Biogas

Biogas is derived from the anaerobic(in the absence of oxygen) fermentation of biomass and solid wastes, which are combusted to produce heat and electrical power, it mainly contains carbon dioxide and methane. Landfill gases and gases from sewage and animal waste facilities are included in this category.

i) It produces more energy with less emissions of carbon dioxide than coal.

ii) It can be used to produce cheaper electricity therefore reducing costs spent on energy.

iii) It can easily be produced from paper production, sugar production, animal waste.

iv) It has the potential to reduce energy use and decrease emissions in a very inexpensive manner.

v) Biogas systems will contribute immensely to rural development by turning people away from the traditional means of cooking and lighting by providing them with more efficient energy sources.

vi) The organic materials needed for producing biogas in an anaerobic digester are readily available in developing countries. i.e. cattle and other farm animals.

vii) The dried manure left after the gas is generated is richer than ordinary manure and makes a fantastic organic fertilizer.



Digester Systems

Digester systems have the added benefit of producing a high nutrient fertilizer and encouraging better sanitation on farms. They can reduce bacteria in manure by more than 99 percent, virtually eliminating a major source of water pollution. Separation of the solids during the digester process removes about 25 percent of the nutrients from manure.

The waste (called slurry) is stored in specially constructed containers while being digested. There are a number of technologies used to accomplish this:

A) Batch type digesters treat a large amount of material at once. They are used for large scale applications.

B) Continuous flow units add and remove waste material on a daily or regular basis. They are best suited for small-scale domestic applications.

Alternative energy in Kenya

Biogas technology was introduced in Kenya in the mid 1950s by white settler farmers. By 1958, a private company Tunnel Technology limited was constructing processing plants in different parts of the country. The company had installed about 150 units by the early 1980s. It is most commonly used for cooking and lighting.

The technology is a cost-effective investment if plants are properly constructed, effectively operated and well maintained. Only an estimated 25 % of the installed plants in Kenya are operational, giving the technology a negative image.

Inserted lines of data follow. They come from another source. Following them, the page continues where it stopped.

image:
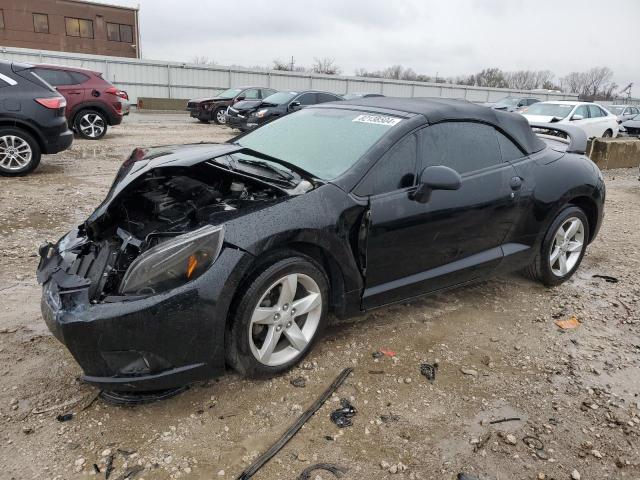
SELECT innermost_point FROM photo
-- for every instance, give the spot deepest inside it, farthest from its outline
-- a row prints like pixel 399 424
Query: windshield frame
pixel 571 108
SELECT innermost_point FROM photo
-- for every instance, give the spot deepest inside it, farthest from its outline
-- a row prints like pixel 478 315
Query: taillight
pixel 117 93
pixel 53 103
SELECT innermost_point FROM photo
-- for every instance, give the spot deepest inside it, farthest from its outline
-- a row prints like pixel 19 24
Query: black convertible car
pixel 233 254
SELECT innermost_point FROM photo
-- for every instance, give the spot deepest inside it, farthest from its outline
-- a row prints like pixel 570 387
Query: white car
pixel 595 120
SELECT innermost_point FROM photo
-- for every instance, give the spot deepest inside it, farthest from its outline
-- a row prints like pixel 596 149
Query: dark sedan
pixel 209 255
pixel 278 105
pixel 214 108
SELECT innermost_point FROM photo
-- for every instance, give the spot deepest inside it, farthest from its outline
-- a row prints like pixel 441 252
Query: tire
pixel 265 312
pixel 19 152
pixel 90 124
pixel 552 272
pixel 219 115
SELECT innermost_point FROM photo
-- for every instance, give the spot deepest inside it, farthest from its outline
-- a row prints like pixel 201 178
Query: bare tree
pixel 202 60
pixel 325 65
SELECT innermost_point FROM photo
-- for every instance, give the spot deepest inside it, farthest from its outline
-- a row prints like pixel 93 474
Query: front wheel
pixel 278 318
pixel 91 124
pixel 19 152
pixel 220 115
pixel 563 248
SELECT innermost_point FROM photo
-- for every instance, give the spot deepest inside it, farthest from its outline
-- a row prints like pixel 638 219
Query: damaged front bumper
pixel 140 343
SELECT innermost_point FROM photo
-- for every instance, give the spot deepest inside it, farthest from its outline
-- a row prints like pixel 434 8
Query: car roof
pixel 436 110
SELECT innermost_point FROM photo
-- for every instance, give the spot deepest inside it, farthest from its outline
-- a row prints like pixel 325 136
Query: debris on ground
pixel 64 417
pixel 288 435
pixel 343 415
pixel 606 278
pixel 336 470
pixel 298 382
pixel 568 324
pixel 429 370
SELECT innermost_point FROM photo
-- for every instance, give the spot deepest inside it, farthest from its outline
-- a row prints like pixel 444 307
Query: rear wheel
pixel 562 249
pixel 19 152
pixel 278 318
pixel 91 124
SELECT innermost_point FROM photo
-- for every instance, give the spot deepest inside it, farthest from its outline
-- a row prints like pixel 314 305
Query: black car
pixel 214 108
pixel 32 120
pixel 209 255
pixel 280 104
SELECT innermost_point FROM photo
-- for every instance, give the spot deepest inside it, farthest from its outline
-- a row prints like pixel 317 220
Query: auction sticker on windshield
pixel 377 119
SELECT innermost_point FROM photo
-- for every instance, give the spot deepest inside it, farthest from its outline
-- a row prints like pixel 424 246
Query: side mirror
pixel 437 177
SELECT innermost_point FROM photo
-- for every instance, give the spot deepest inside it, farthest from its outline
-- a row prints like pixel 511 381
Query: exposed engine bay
pixel 159 206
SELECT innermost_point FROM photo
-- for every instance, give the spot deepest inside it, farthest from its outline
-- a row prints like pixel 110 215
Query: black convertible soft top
pixel 437 110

With the rising cost of services such as electricity and cooking gas, biogas is beginning to look like a prospective alternative for creating energy. It has also led to a reduction of cutting down trees and has spared many people the burden of gathering firewood every now and then in rural areas in Kenya.

In Kenya, biogas is produced mainly on individual homesteads in rural areas. The production process is simple and straightforward as long as the feed material is in easily digestible small particle size with organic content. In most cases, feed material is almost entirely cow dung with limited quantities of grass that always end up getting mixed in with the dung. Biodegradability is the key factor in its production. Some organic wastes that are found in paper, grass and stalks are difficult to digest. Such materials need special treatment to reduce particle size and also degrade the complex compounds to simpler more easily digestible molecules.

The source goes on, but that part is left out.